LIN 205B - Computational Modeling of Language Structure

This graduate seminar examines how linguistic structure at various levels can be represented and learned by machines, and what the resulting computational models tell us about words, sentences and discourse. Along the way, we discuss related progress in machine understanding of language and its impact on our lives. Students will acquire the quantitative and formal perspectives necessary for computational modeling of language, developing an understanding of the role of computation in linguistic study, and how linguistic theory contributes to language technology.
Course Image


Kenji Sagae




LIN 127 or LIN 177, or consent of the instructor




From words and sentences to dialogues and even the entire web, structure is present at every level of every human language, and it is a crucial part of how we learn, understand and generate language. Computational Modeling of Language Structure investigates how machines can represent, learn and use the structure of words, sentences, dialogues and much more, combining insights from linguistic theory, statistical learning and artificial intelligence. The course will examine two related but separate issues that are central to the intersection of language and computation:

  1. What can computational methods tell us about language, and what are some of their unique contributions to the study of language and its structure?
  2. How can machines understand and generate natural language, and what is the role of linguistics in artificially intelligent machines with natural language abilities?

These questions will be addressed through several aspects of how machines deal with linguistic structure.
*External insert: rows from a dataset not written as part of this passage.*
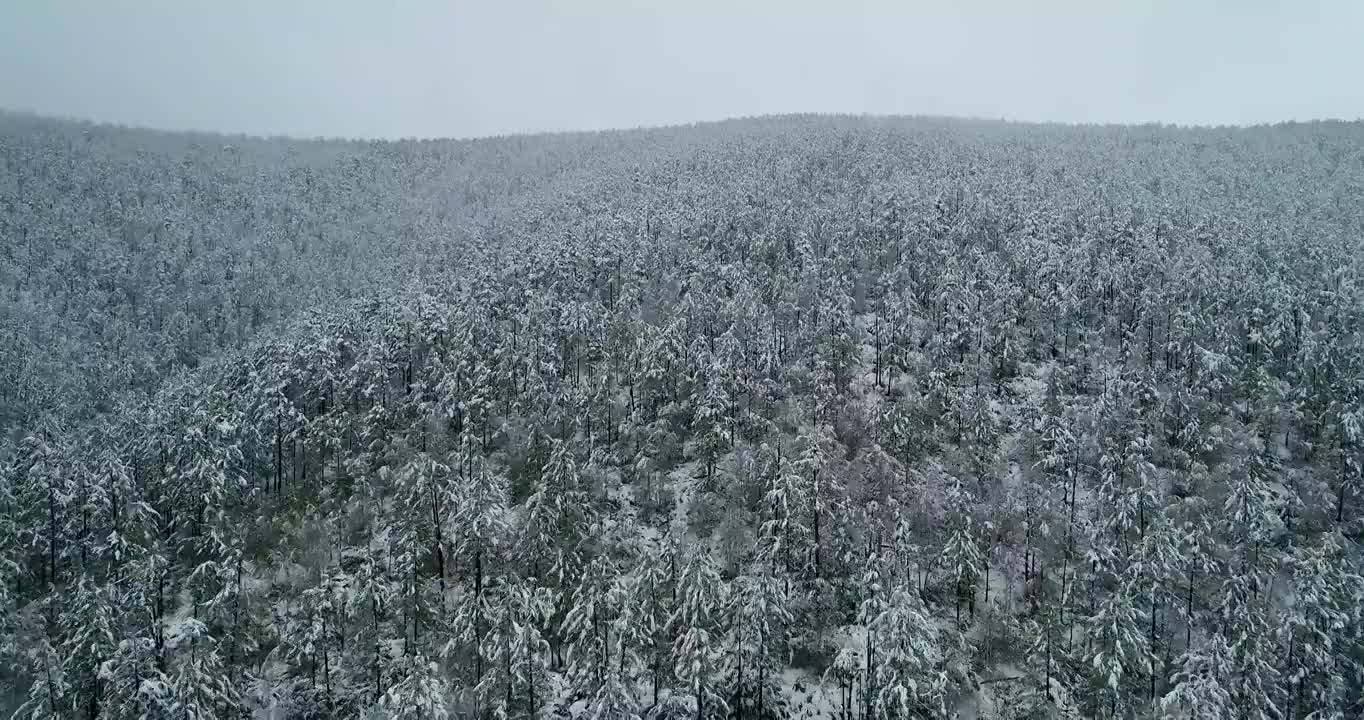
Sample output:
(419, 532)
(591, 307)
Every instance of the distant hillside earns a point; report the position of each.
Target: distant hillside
(775, 417)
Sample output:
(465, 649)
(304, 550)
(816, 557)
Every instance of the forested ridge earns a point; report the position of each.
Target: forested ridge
(775, 417)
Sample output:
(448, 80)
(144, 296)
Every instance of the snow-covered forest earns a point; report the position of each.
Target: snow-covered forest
(804, 416)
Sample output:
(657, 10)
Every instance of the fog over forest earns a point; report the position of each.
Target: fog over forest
(823, 397)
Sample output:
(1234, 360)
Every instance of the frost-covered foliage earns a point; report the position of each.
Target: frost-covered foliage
(778, 417)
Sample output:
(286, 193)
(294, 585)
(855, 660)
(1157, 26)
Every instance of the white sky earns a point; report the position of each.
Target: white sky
(467, 68)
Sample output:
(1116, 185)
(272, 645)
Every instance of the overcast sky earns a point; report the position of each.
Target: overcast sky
(467, 68)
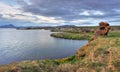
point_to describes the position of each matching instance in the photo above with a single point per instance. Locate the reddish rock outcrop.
(102, 30)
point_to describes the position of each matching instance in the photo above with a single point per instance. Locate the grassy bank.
(73, 36)
(101, 55)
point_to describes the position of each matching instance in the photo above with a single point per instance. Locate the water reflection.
(18, 45)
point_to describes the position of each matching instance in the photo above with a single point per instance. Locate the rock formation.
(102, 30)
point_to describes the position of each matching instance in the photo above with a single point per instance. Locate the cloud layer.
(78, 12)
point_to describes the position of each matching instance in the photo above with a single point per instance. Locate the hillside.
(100, 55)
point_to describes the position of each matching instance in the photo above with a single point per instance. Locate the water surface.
(18, 45)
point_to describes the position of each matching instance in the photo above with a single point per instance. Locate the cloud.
(10, 12)
(62, 11)
(92, 13)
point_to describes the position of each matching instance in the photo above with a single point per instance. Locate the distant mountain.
(7, 26)
(66, 26)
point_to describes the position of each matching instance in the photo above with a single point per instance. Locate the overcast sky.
(59, 12)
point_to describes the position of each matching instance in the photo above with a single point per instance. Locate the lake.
(19, 45)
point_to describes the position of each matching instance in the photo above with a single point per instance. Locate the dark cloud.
(70, 9)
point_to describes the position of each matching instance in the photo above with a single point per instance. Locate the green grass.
(94, 57)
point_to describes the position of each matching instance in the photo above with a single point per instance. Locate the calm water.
(18, 45)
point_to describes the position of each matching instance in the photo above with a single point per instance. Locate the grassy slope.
(101, 55)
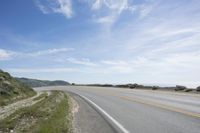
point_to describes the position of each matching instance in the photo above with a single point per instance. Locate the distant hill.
(40, 83)
(12, 89)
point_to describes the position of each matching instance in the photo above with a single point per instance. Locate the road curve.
(144, 111)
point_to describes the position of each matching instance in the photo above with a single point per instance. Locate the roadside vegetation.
(12, 90)
(50, 115)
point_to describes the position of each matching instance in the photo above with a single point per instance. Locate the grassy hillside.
(12, 90)
(40, 83)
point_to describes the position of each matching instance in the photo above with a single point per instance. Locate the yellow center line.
(166, 107)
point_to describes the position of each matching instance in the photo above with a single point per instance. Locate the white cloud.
(85, 62)
(5, 54)
(50, 51)
(110, 10)
(56, 6)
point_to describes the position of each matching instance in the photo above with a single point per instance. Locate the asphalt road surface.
(143, 111)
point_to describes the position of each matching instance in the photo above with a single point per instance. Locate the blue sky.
(102, 41)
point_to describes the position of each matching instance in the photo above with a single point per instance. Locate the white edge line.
(107, 115)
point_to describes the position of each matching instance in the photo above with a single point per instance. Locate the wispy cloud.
(63, 7)
(84, 61)
(50, 51)
(110, 10)
(5, 54)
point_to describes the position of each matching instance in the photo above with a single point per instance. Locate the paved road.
(145, 111)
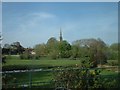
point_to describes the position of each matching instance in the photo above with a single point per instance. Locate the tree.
(64, 49)
(41, 50)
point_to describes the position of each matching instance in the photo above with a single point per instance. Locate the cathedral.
(61, 35)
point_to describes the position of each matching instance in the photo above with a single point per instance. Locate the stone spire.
(60, 35)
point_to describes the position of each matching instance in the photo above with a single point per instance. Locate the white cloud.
(43, 15)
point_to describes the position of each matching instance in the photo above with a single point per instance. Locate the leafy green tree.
(64, 49)
(41, 50)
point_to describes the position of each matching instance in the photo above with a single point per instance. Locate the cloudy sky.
(34, 23)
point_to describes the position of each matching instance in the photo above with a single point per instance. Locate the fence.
(52, 83)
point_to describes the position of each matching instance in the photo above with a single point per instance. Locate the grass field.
(41, 76)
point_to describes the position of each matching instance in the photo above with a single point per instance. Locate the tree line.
(95, 49)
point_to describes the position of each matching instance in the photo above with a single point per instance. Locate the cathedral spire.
(60, 35)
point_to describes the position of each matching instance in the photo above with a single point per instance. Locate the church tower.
(61, 35)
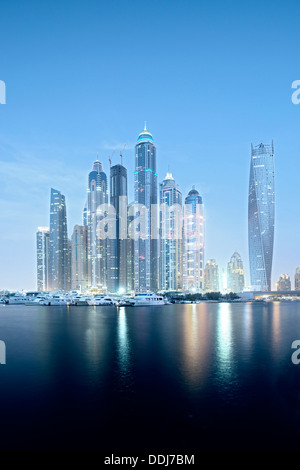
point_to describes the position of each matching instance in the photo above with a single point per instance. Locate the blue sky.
(209, 77)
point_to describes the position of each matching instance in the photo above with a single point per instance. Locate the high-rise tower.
(193, 241)
(42, 251)
(261, 208)
(146, 244)
(117, 247)
(170, 235)
(59, 272)
(235, 274)
(97, 196)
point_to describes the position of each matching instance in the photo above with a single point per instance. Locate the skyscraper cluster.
(155, 242)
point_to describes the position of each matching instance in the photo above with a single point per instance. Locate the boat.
(55, 300)
(80, 300)
(17, 299)
(125, 303)
(147, 299)
(101, 300)
(36, 300)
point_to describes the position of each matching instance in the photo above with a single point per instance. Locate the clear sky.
(210, 77)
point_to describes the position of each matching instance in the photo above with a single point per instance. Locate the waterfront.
(194, 376)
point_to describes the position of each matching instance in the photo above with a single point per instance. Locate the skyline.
(200, 95)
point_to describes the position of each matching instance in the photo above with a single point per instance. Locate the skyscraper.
(261, 206)
(130, 247)
(193, 241)
(170, 235)
(284, 283)
(80, 257)
(147, 238)
(97, 196)
(59, 274)
(42, 251)
(235, 274)
(297, 279)
(211, 276)
(117, 247)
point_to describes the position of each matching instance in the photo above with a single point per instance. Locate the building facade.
(235, 274)
(193, 242)
(117, 247)
(297, 279)
(130, 247)
(284, 283)
(171, 274)
(59, 263)
(42, 251)
(97, 200)
(261, 209)
(211, 276)
(79, 257)
(146, 243)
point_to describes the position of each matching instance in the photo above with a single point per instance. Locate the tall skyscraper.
(170, 235)
(284, 283)
(42, 251)
(261, 208)
(193, 241)
(147, 237)
(117, 247)
(97, 196)
(211, 276)
(59, 274)
(297, 279)
(130, 247)
(235, 274)
(84, 215)
(80, 257)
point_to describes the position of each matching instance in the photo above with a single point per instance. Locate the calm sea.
(206, 376)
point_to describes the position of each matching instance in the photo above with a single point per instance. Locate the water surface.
(198, 376)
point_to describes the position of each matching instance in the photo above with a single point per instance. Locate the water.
(205, 376)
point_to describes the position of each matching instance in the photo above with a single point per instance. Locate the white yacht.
(80, 300)
(17, 299)
(101, 300)
(36, 300)
(55, 300)
(149, 298)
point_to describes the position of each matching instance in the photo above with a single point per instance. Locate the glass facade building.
(59, 262)
(170, 235)
(42, 251)
(193, 241)
(117, 247)
(97, 245)
(211, 276)
(261, 209)
(235, 274)
(79, 256)
(146, 242)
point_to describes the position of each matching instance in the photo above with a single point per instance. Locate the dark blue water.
(206, 376)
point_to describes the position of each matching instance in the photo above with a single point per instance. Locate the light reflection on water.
(218, 366)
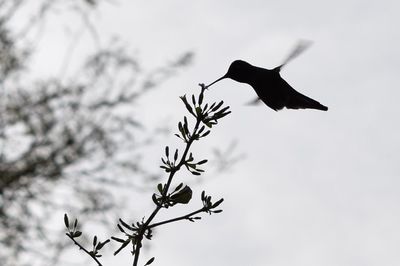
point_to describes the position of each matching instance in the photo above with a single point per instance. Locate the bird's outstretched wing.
(300, 101)
(301, 46)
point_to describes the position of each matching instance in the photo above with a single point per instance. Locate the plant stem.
(85, 250)
(146, 226)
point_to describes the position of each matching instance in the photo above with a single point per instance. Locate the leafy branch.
(206, 116)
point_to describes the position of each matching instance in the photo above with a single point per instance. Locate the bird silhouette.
(270, 87)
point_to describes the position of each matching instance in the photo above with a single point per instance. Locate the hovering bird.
(270, 87)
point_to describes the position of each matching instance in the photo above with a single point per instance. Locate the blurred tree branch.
(61, 137)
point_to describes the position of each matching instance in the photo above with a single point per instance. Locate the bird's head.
(238, 71)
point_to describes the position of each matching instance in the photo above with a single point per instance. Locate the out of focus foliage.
(62, 138)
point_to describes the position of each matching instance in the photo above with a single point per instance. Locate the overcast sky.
(316, 188)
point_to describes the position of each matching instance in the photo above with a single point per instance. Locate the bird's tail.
(301, 101)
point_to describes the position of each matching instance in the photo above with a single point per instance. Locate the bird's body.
(270, 87)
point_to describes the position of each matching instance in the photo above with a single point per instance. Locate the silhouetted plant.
(60, 136)
(206, 116)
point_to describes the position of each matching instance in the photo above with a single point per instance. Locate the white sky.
(316, 188)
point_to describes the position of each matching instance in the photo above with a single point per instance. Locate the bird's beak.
(221, 78)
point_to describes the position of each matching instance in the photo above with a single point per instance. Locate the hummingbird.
(270, 87)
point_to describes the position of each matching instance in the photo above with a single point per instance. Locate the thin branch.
(85, 250)
(184, 217)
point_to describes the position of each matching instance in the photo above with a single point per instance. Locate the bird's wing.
(296, 100)
(254, 102)
(299, 48)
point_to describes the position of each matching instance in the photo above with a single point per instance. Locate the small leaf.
(121, 229)
(188, 107)
(126, 225)
(201, 96)
(150, 261)
(218, 106)
(193, 100)
(183, 196)
(216, 204)
(179, 187)
(176, 155)
(159, 187)
(206, 133)
(167, 151)
(198, 110)
(66, 222)
(118, 239)
(122, 246)
(155, 200)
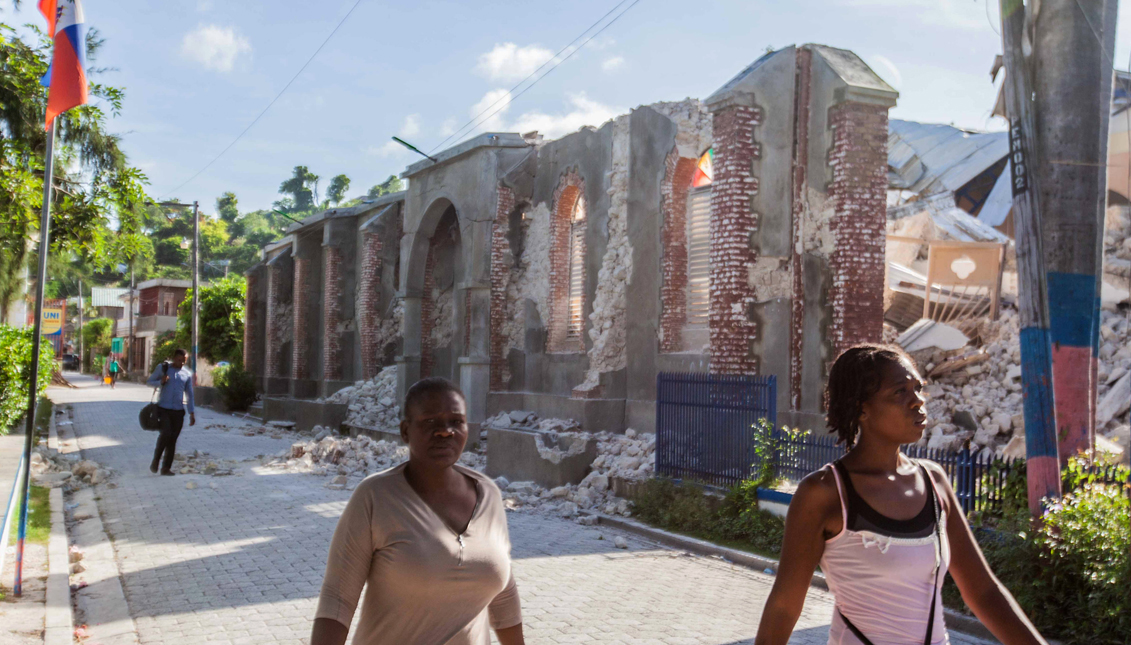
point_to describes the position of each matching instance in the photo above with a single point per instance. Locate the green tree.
(302, 188)
(94, 187)
(227, 207)
(337, 190)
(221, 319)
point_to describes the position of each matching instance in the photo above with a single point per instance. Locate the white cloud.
(508, 61)
(960, 14)
(888, 70)
(613, 63)
(411, 127)
(581, 111)
(215, 48)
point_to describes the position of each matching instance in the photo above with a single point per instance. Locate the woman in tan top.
(429, 538)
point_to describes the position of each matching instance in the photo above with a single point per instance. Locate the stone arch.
(568, 197)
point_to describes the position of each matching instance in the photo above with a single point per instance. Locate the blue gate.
(705, 424)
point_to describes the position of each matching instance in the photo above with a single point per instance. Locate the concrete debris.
(930, 334)
(978, 403)
(372, 403)
(53, 470)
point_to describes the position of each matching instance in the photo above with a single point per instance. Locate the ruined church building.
(742, 234)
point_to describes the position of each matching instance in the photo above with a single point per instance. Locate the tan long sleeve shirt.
(425, 585)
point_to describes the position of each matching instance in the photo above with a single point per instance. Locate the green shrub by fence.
(15, 372)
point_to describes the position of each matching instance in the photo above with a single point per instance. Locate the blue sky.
(198, 71)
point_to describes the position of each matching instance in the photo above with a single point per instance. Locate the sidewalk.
(240, 559)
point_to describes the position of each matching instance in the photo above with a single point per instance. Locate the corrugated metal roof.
(929, 157)
(104, 297)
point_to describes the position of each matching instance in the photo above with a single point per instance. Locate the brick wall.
(369, 303)
(331, 312)
(673, 294)
(428, 304)
(858, 160)
(733, 221)
(570, 188)
(303, 290)
(802, 106)
(501, 263)
(274, 334)
(252, 319)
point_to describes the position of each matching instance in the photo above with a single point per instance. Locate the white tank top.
(881, 572)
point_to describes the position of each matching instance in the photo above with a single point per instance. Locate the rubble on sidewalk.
(52, 470)
(372, 403)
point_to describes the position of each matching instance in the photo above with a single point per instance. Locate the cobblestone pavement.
(243, 561)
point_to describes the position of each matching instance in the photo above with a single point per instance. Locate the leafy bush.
(221, 319)
(236, 387)
(15, 372)
(688, 508)
(96, 336)
(1071, 574)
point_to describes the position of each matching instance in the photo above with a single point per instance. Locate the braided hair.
(855, 377)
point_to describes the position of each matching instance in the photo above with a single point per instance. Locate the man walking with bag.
(175, 384)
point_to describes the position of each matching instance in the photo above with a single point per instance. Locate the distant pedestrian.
(883, 527)
(175, 384)
(429, 538)
(114, 368)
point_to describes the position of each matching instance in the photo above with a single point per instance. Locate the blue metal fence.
(705, 424)
(706, 427)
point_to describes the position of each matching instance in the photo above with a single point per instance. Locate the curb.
(956, 621)
(59, 626)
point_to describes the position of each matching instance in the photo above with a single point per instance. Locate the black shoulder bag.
(938, 566)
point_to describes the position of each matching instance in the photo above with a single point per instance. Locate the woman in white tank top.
(885, 529)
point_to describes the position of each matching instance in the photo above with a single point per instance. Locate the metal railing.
(706, 427)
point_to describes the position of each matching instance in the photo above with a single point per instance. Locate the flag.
(67, 27)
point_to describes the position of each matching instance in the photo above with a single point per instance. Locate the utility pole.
(129, 353)
(196, 287)
(1072, 49)
(1041, 446)
(79, 325)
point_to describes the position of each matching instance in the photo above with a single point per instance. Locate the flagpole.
(34, 379)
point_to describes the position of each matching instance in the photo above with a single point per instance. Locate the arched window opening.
(576, 299)
(698, 295)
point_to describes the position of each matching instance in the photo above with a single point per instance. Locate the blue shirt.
(173, 393)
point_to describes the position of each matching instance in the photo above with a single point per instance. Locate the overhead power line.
(285, 87)
(510, 96)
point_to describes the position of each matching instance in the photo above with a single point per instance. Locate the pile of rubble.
(52, 470)
(974, 394)
(372, 403)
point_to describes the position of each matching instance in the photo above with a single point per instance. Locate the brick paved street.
(243, 562)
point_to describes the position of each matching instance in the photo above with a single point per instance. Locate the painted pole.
(33, 380)
(1041, 446)
(196, 287)
(1073, 43)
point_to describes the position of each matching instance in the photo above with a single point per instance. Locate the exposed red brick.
(570, 188)
(802, 108)
(331, 314)
(673, 293)
(733, 222)
(500, 277)
(369, 302)
(275, 278)
(858, 158)
(303, 291)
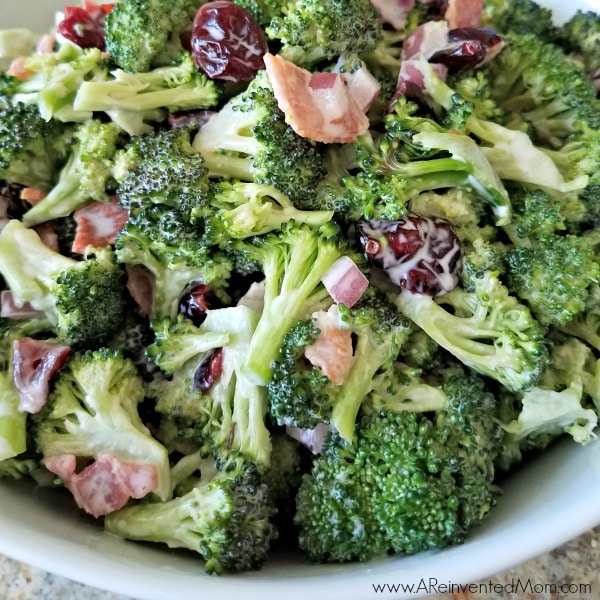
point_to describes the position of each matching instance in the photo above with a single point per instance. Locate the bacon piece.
(464, 13)
(317, 106)
(34, 364)
(10, 310)
(106, 484)
(310, 438)
(332, 350)
(411, 77)
(345, 282)
(140, 285)
(98, 224)
(393, 12)
(33, 195)
(425, 40)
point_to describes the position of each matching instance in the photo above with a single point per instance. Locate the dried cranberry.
(464, 55)
(227, 43)
(84, 25)
(209, 371)
(418, 254)
(194, 304)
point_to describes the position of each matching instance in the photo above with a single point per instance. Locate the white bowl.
(546, 503)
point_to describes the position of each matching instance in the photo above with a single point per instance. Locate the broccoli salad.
(317, 273)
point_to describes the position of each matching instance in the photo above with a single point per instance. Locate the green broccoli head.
(29, 154)
(92, 411)
(312, 31)
(580, 35)
(162, 168)
(84, 300)
(140, 34)
(161, 240)
(225, 517)
(87, 174)
(519, 16)
(248, 139)
(553, 276)
(399, 487)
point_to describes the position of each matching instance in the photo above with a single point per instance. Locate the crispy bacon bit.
(345, 282)
(98, 224)
(332, 350)
(140, 285)
(10, 310)
(33, 195)
(464, 13)
(425, 40)
(316, 106)
(393, 12)
(34, 364)
(310, 438)
(106, 484)
(419, 254)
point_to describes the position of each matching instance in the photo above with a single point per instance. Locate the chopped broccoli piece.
(140, 34)
(302, 396)
(409, 482)
(312, 31)
(86, 175)
(29, 154)
(93, 410)
(248, 139)
(83, 300)
(553, 276)
(225, 516)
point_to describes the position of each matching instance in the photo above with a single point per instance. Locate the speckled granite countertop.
(571, 572)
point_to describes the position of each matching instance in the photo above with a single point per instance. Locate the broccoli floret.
(263, 11)
(553, 276)
(83, 300)
(580, 35)
(303, 396)
(140, 34)
(519, 16)
(175, 87)
(312, 31)
(486, 328)
(86, 175)
(93, 411)
(161, 240)
(223, 513)
(248, 139)
(409, 482)
(558, 403)
(293, 263)
(211, 395)
(240, 210)
(162, 168)
(538, 84)
(28, 153)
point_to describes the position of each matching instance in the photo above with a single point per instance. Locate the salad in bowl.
(311, 280)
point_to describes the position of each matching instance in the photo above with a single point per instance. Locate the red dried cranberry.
(464, 55)
(227, 43)
(194, 304)
(418, 254)
(84, 25)
(209, 371)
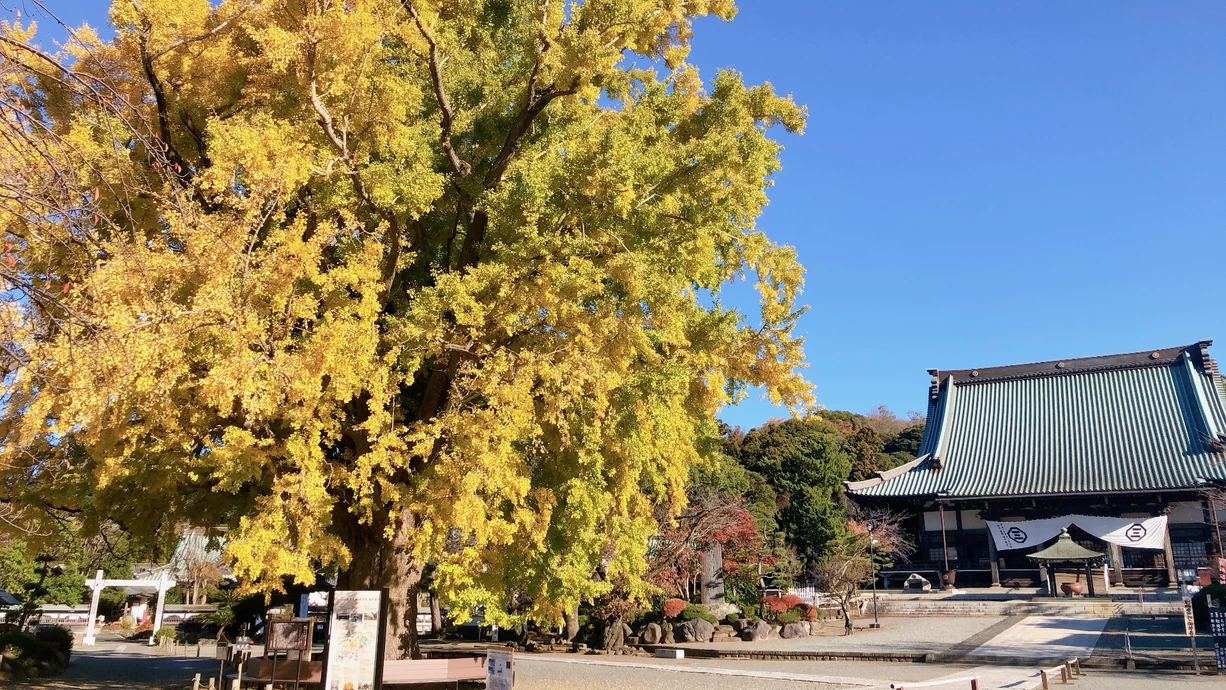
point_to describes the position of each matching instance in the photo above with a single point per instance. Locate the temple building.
(1118, 450)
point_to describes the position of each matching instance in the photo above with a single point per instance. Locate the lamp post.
(872, 565)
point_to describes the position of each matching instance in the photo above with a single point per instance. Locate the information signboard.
(353, 658)
(288, 635)
(499, 669)
(1218, 629)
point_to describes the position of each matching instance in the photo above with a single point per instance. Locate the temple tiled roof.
(1142, 422)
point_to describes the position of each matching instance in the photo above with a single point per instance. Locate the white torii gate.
(162, 583)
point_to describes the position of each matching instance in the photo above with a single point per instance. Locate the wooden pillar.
(88, 640)
(1170, 557)
(1117, 563)
(162, 586)
(711, 583)
(996, 561)
(944, 545)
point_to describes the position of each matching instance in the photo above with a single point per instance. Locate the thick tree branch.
(446, 115)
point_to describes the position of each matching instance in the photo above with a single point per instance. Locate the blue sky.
(985, 183)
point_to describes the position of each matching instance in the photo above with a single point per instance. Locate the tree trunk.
(381, 564)
(571, 618)
(435, 615)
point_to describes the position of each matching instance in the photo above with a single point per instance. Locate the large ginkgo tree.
(376, 283)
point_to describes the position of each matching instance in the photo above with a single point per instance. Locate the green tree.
(806, 463)
(864, 452)
(383, 283)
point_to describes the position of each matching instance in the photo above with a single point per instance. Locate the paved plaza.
(912, 634)
(114, 664)
(1046, 637)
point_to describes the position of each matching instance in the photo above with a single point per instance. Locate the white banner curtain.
(1133, 532)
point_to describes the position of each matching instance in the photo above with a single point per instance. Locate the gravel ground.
(911, 634)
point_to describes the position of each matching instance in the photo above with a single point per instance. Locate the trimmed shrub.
(25, 652)
(674, 607)
(790, 617)
(55, 635)
(695, 612)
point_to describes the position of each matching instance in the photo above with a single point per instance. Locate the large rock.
(696, 630)
(917, 582)
(703, 630)
(793, 630)
(652, 634)
(759, 630)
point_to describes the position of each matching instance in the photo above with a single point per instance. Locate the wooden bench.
(422, 672)
(445, 672)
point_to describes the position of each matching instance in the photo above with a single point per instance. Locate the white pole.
(93, 610)
(161, 607)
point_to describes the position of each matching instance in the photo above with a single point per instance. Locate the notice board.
(354, 650)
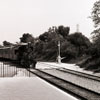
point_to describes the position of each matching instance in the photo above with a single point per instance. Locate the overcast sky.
(36, 16)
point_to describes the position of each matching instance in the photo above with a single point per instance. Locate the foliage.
(6, 43)
(64, 31)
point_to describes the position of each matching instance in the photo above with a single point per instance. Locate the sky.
(36, 16)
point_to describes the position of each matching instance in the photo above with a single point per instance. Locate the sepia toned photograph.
(49, 49)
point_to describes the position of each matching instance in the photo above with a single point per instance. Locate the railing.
(12, 68)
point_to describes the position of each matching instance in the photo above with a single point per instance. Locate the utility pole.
(77, 28)
(59, 57)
How can our knowledge of morphology, syntax, semantics and pragmatics be formalized and represented in digital machines?


What types of computation are possible and feasible in computational frameworks that represent linguistic knowledge, and how do machines operate within such frameworks to understand and generate language?

Parameterization and learning

How can linguistic representations of structure at various levels be parameterized, and how can these parameters and their values be learned or inferred automatically?


How can computational models of linguistic structure be used in the study of language and in language technologies?